Everyone has experienced the heartbreak of a failed hard drive… that sickening realization that your music, photos, and important documents are gone, victims of statistical likelihood. Luckily, there exists RAID — a system that keeps your data mirrored on two drives so that you aren’t out of luck if one dies. Amanda and I have relied on it for years now, storing all our data on a dedicated file server whose sole purpose is to manage a RAID array and make it available to all the computers on our network.
But, as we ourselves discovered after returning from Christmas vacation, what happens when the file server won’t boot up anymore? We were able to recover our data by connecting our drives to a friend’s machine… but what if the house had burned down? Sure, we had two copies of our data — but both would have been reduced to ashes.
As I ran through these possibilities, a few shortcomings of my reliance on RAID alone came to light:
- Both drives are equally vulnerable to external circumstances. Having two drives sitting right next to each other means they’ll both be compromised when a disaster occurs. Insurance can buy me new drives, but can’t recreate my data.
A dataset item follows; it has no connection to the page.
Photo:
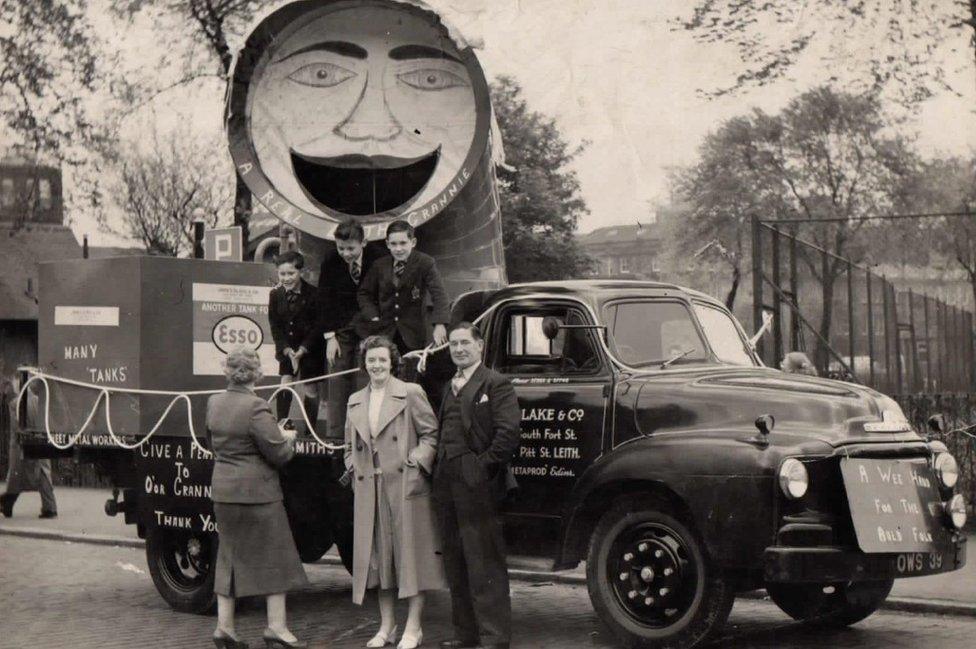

- The RAID controller is a single point of failure. When one drive dies, you can swap in a fresh one — but what happens when the machine that the drives are connected to dies? Worse, if you’re using a hardware RAID implementation, will you be able to find compatible hardware to replace the original system?
- RAID isn’t a backup. When you delete a file from the RAID array, that file is deleted from both drives. RAID protects you from hard drive failures, but can’t retrieve a file you accidentally deleted last week. (JournalSpace learned this the hard way.)
I came up with several ways to mitigate all three of these issues:
- Use an online backup system like Mozy or JungleDisk. I’ve heard good things about Mozy, and I liked the transparency of JungleDisk… but a few things didn’t sit right with me. Paying monthly to store my half-terabyte of data is neither attractive nor cheap, for starters. Furthermore, Comcast’s throttled upload bandwidth and limited monthly transfer quota means that pushing my data up to the cloud will be painful — and that getting it back will be similarly difficult. If I have to restore my data, I don’t want it to trickle in drop-by-drop over the course of several months… I want it here now.
- Use an online backup system for critical data and keep a hard drive offsite with a copy of everything else. Realistically, I don’t have that much data that I couldn’t recreate in case of a disaster… my photos are already archived online at SmugMug, and music can be re-purchased. It seems natural, then, to back up my small amount of non-recoverable data online and come up with my own system to back up everything else. “My own system”, in this case, would mean shuttling a hard drive back-and-forth between home and work, refreshing it weekly with a backup of our RAID array. Here, alas, is the weak link in the plan… what happens when I forget to bring the drive home one week? What happens if the house burns down during that one night when the drive is at home? Do I really want to set up a system that’s going to be such a hassle?
- Keep a hard drive at work that stays synchronized with our RAID array. In the previous scenario, having an easily-accessible hard drive with a recent backup of all our data is close to ideal, if only I didn’t have to cart it to-and-fro each week. What if I could leave it at work and have it synchronize itself automatically?
The more I thought about the latter option, the more attractive it seemed to me. I have a Mac Mini that could handle the synchronization, an external drive enclosure that could host the backup, and an office where this system could live. Best of all, there’s already a robust, well-known software solution for this task — it’s called rsync.
Here’s how I set it up:
The result? The script wakes up at 2am each morning, looks for new or changed files on the RAID array, copies them over to the backup drive, and tells me all about it via Twitter.
Let’s see how well this does against the problems we identified earlier:
- Hardened against external circumstances. If something happens to my RAID array at home, the backup drive at work is still safe. (I think I can live with losing both copies of my data in case of a disaster affecting the entire Puget Sound area.)
- No single point of failure. If the RAID controller dies, I still have a backup at work. If the backup drive or Mac Mini dies, I just replace it with a new one.
- Deleted files are available for recovery. Since my backup script only syncs added or changed files, I can easily recover from accidental deletes.
That’s it — no monthly fee for storage, disaster recovery is just a trip to work and a Firewire cable, and I got the opportunity to hone my shell-scripting skills. I consider that a success!